Pertanyaan? Yang mana?
"Kamu mau nggak nikah sama aku?" Robin mengulangi pertanyaannya melihat reaksi bingung yang kutunjukkan.
"Apa mataku nggak bilang sesuatu?"
"Apa?" Robin mendelikkan matanya. "aku nggak suka tebak-tebakan soal serius seperti ini, Sas," tandasnya terlihat tidak sabar.
"Bisa nggak kamu lepasin tanganku dulu?" pintaku seraya melirik ke arah tangan kananku yang masih erat dalam cekalannya.
"Oke." Robin melepaskan tanganku dengan sukarela. "sekarang kamu bilang, kamu mau atau nggak nikah sama aku? Aku butuh jawaban kamu sekarang, Sas. Nggak pakai lama," ucapnya setengah memaksa.
"Ya, aku mau," ucapku setelah laki-laki itu menutup mulutnya.
"Kenapa jawab gitu aja pakai ribet banget, sih?" keluh Robin seraya mencubit pipi kananku tiba-tiba. Apa aku segitu menggemaskan? Iya, kali.
"Apaan sih? Sakit tahu nggak?" Aku mengusap pipiku yang memanas bukan karena cubitan Robin. Tapi, karena tersipu malu setengah mati.
"Ya, udah. Kamu masuk gih. Makan terus istirahat," suruhnya berlagak menjadi calon suami yang baik.
"Sok perhatian banget," gerutuku sambil bersiap turun. "kamu hati-hati nyetirnya.

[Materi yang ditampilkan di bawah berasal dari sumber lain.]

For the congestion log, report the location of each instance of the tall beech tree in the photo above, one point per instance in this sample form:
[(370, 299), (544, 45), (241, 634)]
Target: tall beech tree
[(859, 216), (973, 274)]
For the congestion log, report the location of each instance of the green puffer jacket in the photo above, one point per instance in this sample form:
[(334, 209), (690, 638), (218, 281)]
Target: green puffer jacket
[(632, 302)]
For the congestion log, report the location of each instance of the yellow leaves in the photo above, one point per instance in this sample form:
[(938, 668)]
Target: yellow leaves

Aku turun dulu."
"Iya."
Aku segera berlari ke teras setelah mobil Robin kembali melesat ke jalan. Ada perasaan aneh yang sedang meletup-letup di dalam dadaku sekarang ini. Perpaduan antara bahagia, deg-degan, cemas, dan takut. Oh, Tuhan... tolong singkirkan perasaan terakhir yang kusebutkan tadi dari dalam dadaku.
Bruk.
Aku meringis kecil ketika ujung sepatuku tersandung anak tangga teras dan menyebabkan lututku mendarat tepat di atas lantai keramik yang keras.
Duh, kenapa kejadian bodoh ini terulang lagi, sih?
Aku bangun dan kembali melanjutkan langkah meski dengan tertatih. Lututku masih terasa berdenyut sampai beberapa menit kemudian. Tapi, untungnya tidak ada yang melihat kejadian memalukan itu. Hadeh.